1. Introduction
The underwater inspection of technical structures, e.g., the construction parts of off-shore wind turbines, such as piles, involves the identification of various parts in underwater images. In this work using given videos/pictures, the following things can be included:
Background with water, bubbles, and fishes, summarised as feature class B;
Technical structure, e.g., a monopile of a wind turbine, summarised as feature class P;
Formation of coverage with marine vegetation or organisms on the surface of the structure, summarised as feature class C.
Currently, for the inspection of monopiles, divers have to go underwater. However, even if humans inspect the underwater surfaces (underwater by the diver or remotely), the scenes are cluttered, and the identification of surface coverage is a challenge. Automated visual inspection is desired to reduce maintenance and service times.
Finding classified rectangular regions of interest (ROIs) in underwater images is still a challenge. These ROIs can help humans find relevant regions in the image quickly, or they can be used as input for automated structural health monitoring (SHM). This task itself should be done automatically, e.g., used for underwater inspection. Underwater inspections of technical structures, e.g., piles of a sea mill energy harvester, typically aim to find material changes in the construction, e.g., rust or pockmark coverage, to make decisions about repair and to assess the operational safety.
Images taken from video recordings during diving contain typical changing and highly dynamic underwater scenes consisting of ROIs related to the above-introduced class backgrounds (not relevant), technical construction surfaces, and modified surfaces (rust/pockmark coverage), with the highest relevance.

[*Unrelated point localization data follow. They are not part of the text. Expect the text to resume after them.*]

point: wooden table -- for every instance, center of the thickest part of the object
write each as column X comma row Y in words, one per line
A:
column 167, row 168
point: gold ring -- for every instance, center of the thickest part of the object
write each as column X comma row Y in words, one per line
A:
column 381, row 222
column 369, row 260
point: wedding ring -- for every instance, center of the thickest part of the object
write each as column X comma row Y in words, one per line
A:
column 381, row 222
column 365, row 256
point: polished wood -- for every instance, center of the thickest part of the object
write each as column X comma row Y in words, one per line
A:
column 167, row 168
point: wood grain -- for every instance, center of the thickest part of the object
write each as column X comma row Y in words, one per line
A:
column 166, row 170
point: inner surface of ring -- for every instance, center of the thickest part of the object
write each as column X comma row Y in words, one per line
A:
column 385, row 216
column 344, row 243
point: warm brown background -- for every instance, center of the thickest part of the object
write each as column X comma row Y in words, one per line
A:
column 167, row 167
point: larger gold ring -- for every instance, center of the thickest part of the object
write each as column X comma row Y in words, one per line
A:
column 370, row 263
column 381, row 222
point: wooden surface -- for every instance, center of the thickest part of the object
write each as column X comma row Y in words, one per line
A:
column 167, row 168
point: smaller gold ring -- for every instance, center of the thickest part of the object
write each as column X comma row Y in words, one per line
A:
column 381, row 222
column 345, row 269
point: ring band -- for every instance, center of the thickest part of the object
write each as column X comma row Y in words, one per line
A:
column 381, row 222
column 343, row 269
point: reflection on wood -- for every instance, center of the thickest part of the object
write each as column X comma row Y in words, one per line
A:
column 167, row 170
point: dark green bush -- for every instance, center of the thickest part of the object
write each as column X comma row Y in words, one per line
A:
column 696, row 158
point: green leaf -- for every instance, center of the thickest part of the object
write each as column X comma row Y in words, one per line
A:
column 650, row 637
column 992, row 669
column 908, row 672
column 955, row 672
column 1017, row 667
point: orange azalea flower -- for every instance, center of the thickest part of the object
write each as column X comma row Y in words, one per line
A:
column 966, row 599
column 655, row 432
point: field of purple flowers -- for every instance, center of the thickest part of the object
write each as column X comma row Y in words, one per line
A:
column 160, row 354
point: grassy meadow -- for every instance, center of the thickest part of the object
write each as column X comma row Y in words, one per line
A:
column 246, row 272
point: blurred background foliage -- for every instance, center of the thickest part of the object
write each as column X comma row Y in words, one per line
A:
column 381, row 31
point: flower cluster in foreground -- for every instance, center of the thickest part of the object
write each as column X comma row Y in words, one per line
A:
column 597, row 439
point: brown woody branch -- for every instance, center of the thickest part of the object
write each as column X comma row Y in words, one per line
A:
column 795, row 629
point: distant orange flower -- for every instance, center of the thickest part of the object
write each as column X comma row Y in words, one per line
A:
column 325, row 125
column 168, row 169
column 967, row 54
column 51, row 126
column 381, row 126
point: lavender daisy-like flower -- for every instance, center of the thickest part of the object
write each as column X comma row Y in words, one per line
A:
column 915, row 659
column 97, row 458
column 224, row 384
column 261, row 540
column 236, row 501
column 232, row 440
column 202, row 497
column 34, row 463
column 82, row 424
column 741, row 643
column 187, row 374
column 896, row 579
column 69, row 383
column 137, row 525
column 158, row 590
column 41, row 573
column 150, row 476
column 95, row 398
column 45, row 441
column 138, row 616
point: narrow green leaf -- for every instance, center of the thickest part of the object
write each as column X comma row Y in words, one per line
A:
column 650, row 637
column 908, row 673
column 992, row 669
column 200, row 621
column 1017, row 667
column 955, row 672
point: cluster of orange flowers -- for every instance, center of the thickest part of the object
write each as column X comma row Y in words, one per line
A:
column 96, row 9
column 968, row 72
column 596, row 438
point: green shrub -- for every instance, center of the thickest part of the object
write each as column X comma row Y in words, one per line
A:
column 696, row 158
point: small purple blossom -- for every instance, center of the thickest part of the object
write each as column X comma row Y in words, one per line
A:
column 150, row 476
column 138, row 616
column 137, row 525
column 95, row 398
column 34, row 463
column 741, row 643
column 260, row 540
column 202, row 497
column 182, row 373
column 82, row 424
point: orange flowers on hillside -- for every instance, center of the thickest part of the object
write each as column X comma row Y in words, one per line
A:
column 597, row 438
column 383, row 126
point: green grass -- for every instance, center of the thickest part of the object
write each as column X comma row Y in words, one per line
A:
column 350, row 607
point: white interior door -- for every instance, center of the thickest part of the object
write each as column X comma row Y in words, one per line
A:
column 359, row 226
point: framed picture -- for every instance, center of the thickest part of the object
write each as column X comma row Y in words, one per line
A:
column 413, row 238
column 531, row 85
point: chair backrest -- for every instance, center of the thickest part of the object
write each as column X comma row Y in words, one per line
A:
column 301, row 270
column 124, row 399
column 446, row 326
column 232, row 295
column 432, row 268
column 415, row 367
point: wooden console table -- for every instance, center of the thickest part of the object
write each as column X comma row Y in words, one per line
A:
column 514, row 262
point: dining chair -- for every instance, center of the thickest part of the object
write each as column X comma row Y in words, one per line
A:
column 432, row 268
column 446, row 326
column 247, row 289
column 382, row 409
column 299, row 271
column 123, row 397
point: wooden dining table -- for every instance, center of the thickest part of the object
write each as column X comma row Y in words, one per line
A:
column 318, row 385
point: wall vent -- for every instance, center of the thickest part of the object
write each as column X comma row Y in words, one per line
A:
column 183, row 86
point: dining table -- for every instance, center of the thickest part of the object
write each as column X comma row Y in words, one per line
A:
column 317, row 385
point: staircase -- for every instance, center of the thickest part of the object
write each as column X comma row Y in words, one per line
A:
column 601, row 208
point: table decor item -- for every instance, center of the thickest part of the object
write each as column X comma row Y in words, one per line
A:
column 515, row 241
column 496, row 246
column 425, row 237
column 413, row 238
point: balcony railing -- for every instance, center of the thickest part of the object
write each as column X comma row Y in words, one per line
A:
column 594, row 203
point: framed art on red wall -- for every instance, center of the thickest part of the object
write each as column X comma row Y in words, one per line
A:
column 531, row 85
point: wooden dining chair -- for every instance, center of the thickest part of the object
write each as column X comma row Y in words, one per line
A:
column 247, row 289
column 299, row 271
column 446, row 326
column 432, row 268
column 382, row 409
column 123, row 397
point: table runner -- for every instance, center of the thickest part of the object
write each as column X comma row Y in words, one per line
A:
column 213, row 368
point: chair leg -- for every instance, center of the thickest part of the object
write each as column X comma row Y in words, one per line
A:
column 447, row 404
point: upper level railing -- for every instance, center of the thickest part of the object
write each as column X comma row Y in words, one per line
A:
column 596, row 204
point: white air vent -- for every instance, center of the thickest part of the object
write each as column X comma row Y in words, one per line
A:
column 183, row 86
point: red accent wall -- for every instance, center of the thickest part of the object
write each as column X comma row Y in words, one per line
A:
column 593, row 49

The aim is the development of an automatic bounded region classifier that is at least able to distinguish between background, construction, and construction + coverage classes. The challenge is the low and varying image quality that typically appears in North and East Sea underwater imaging. The images, typically recorded by a human diver or an AUV, pose low contrast, varying illumination conditions and colours, different viewing angles and spatial orientation and scale, and optical focus issues, overlaid by mud and bubbles (e.g., from the air supply).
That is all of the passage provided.